I’ve been thinking a lot about “threshold moments” - how we carry our pasts with us, and what we choose to leave behind as we step into a New Year.
That brought to mind a major family transition many moons ago, when my parents decided to move back to the US after a decade in Uganda, Africa, where I grew up.
I don’t remember much from that move. Just bits and pieces… Like how my brother’s “carryon” backpack was so heavy that he fell backwards at the airport.
Or meeting the pilot, touring the cockpit, and gazing out over an ocean of clouds.
Or driving past all of the big American houses, marveling that you could just walk up to someone’s door... There were no walls around them, like the wall that had been built around our house on the outskirts of a Kampala slum:
While sorting through old keepsakes, I rediscovered a drawing I did shortly after returning stateside. The “style” and handwriting were mine, but I have no memory of making it. It shows a flag rent in two... One half is the Ugandan flag, and the other half is the American flag. A stick figure stands caught in the middle, spewing blood.
It’s a violent and disturbing image.
Thinking back, there really is a “gap” in my memory from back then. Everything between leaving Uganda and starting eighth grade at a tiny Christian school in the middle of Pennsylvania - where my Earth Sciences teacher insisted that the planet is, in fact, a mere ten thousand years old - exists as a sort of murky blur.
What swims out of that mental fog is Link’s Awakening, a classic Nintendo experience that found its way to me when I needed it most. I spent many evenings immersed in The Legend of Zelda, peering at the tiny screen of my Gameboy Color. It had a considerable impact on my childhood, on some level helping me transition to life in a new country. The game’s story continues to resonate today - so much so that I almost named this Substack “Waking the Wind Fish”, after one of its key characters.

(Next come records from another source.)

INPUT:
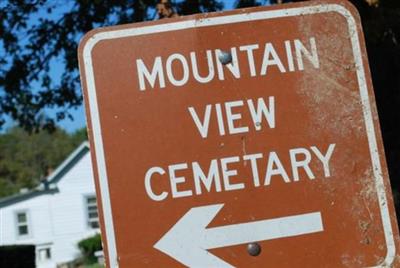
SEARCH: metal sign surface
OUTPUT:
[79,1,398,267]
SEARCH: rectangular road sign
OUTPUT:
[79,1,399,267]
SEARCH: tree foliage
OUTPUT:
[0,128,87,197]
[0,0,223,131]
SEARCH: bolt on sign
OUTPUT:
[79,1,400,267]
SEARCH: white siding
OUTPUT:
[0,147,99,268]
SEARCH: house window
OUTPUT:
[15,211,29,237]
[38,248,51,262]
[86,195,99,229]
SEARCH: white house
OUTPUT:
[0,142,100,268]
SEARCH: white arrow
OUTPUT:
[154,204,324,267]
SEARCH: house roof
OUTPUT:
[0,141,89,208]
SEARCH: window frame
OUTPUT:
[36,243,53,263]
[14,209,33,239]
[83,193,100,230]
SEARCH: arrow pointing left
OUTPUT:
[154,204,324,267]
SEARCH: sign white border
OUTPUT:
[83,4,396,268]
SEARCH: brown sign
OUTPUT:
[79,1,399,267]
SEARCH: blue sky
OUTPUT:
[48,0,269,133]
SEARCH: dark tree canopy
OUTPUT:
[0,127,87,197]
[0,0,223,131]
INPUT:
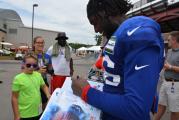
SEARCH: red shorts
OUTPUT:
[51,75,66,94]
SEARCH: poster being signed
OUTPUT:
[40,78,102,120]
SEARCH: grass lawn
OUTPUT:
[0,56,14,60]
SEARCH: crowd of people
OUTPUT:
[12,33,73,120]
[12,0,179,120]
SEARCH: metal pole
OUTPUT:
[32,5,34,50]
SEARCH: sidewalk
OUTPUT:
[0,60,22,64]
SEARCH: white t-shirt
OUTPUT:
[47,45,70,76]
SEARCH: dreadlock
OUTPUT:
[87,0,133,18]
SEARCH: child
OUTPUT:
[12,55,50,120]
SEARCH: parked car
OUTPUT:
[15,52,24,60]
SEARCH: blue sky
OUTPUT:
[0,0,136,44]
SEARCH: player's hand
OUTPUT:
[71,77,89,97]
[39,66,47,73]
[164,62,172,70]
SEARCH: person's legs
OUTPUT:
[154,81,168,120]
[154,104,166,120]
[40,89,48,111]
[170,112,179,120]
[168,82,179,120]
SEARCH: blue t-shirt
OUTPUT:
[87,16,164,120]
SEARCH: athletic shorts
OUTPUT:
[50,75,66,94]
[159,81,179,112]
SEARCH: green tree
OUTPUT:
[95,35,102,45]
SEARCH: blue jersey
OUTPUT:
[87,16,164,120]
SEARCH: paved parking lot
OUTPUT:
[0,59,169,120]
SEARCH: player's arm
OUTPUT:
[11,91,20,120]
[164,63,179,73]
[82,48,161,119]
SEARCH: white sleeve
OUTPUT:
[46,45,53,56]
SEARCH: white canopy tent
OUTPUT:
[87,46,101,52]
[0,42,13,46]
[76,47,87,56]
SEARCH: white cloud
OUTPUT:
[0,0,95,44]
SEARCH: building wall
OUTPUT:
[16,27,58,49]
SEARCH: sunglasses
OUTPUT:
[26,63,38,68]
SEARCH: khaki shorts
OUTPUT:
[159,81,179,112]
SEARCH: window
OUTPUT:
[9,29,17,34]
[3,24,7,29]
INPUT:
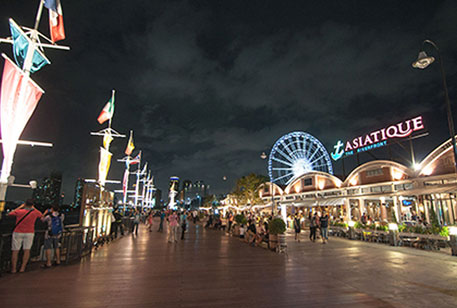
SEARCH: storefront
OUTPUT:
[260,140,457,225]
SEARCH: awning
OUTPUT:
[317,198,344,206]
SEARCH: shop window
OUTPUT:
[365,168,384,178]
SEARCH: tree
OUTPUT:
[233,173,268,205]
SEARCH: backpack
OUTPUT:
[49,215,63,235]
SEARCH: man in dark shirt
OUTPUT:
[319,212,328,244]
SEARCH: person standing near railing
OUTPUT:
[8,199,43,274]
[41,205,65,268]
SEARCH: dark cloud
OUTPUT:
[0,0,457,201]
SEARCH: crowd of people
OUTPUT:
[3,200,329,273]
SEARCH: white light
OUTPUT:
[448,227,457,235]
[292,158,311,178]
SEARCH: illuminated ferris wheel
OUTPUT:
[268,132,333,185]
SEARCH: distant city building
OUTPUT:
[179,180,209,208]
[33,172,62,206]
[168,176,179,191]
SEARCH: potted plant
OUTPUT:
[268,217,286,250]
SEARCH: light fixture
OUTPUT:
[412,51,435,69]
[389,223,398,231]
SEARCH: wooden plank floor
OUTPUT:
[0,219,457,308]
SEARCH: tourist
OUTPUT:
[319,212,328,244]
[205,214,213,228]
[41,205,65,268]
[227,212,235,233]
[294,215,301,243]
[132,210,141,235]
[8,199,42,274]
[246,219,256,245]
[180,212,187,240]
[240,225,246,239]
[157,211,165,232]
[168,211,179,243]
[147,211,152,232]
[309,213,318,242]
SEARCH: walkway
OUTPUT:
[0,224,457,308]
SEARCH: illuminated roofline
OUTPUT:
[284,171,343,191]
[419,135,457,175]
[343,160,414,187]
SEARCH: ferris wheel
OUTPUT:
[268,132,333,185]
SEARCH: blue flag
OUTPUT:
[10,19,50,73]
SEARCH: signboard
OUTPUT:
[330,116,424,161]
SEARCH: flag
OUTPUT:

Link’s Awakening tells a story about impossible decisions.
About dreams, and memory, and the power of letting go... Themes that, as we launch into a New Year, invite us to reflect on the direction of our lives.
Broadly speaking, videogames intrigue me with their unique storytelling potential. As legendary film director Robert Bresson argues in Notes on the Cinematographer, a creative medium should embrace its strengths. “The truth of cinema cannot be the truth of theatre, nor the truth of the novel, nor the truth of painting,” he argues:
“It is in its pure form that an art hits hard.”
Of course, as writers and filmmakers, there is inspiration to be found in studying other creative mediums in their “pure forms”… Think Caravaggio’s influence on Martin Scorsese, Francis Bacon’s influence on Christopher Nolan, or Edward Hopper’s influence on one of my favorite cinematographers, Conrad Hall, to name but a few.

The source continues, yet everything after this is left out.